Ordered dictionaries are just like regular dictionaries but have some extra capabilities relating to ordering operations. They have become less important now that the built-in dict class gained the ability to remember insertion order.

In [28]:
from collections import OrderedDict

In [29]:
#Creating an OrderedDict and moving an ellement to the end

d = OrderedDict.fromkeys('abcde')
d.move_to_end('b')
''.join(d.keys())

'acdeb'

In [30]:
#Moving the b in the front

d.move_to_end('b', last=False)
''.join(d.keys())

'bacde'

# User Collections Modules <a name="user_collection_modules"></a>

At the end, we have three classes of collections objects that simulate usual objects. Their usefulness has been somewhat eroded since Python has been constatly updated.

## UserDict

The class, UserDict acts as a wrapper around dictionary objects. 

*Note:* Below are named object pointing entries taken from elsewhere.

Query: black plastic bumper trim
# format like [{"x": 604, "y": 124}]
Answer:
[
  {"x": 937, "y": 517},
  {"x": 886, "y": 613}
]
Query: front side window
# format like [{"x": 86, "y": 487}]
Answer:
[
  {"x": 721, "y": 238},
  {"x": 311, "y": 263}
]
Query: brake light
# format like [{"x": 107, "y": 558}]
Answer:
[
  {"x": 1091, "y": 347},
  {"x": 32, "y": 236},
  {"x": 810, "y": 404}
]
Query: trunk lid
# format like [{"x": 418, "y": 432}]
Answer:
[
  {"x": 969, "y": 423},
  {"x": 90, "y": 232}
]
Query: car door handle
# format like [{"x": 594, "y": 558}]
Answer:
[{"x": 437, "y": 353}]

Class that simulates a dictionary. The instance’s contents are kept in a regular dictionary, which is accessible via the data attribute of UserDict instances. If initialdata is provided, data is initialized with its contents; note that a reference to initialdata will not be kept, allowing it to be used for other purposes.

## UserList

This class acts as a wrapper around list objects. It is a useful base class for your own list-like classes which can inherit from them and override existing methods or add new ones. In this way, one can add new behaviors to lists.

## UserString

The class, UserString acts as a wrapper around string objects. The need for this class has been partially supplanted by the ability to subclass directly from str; however, this class can be easier to work with because the underlying string is accessible as an attribute.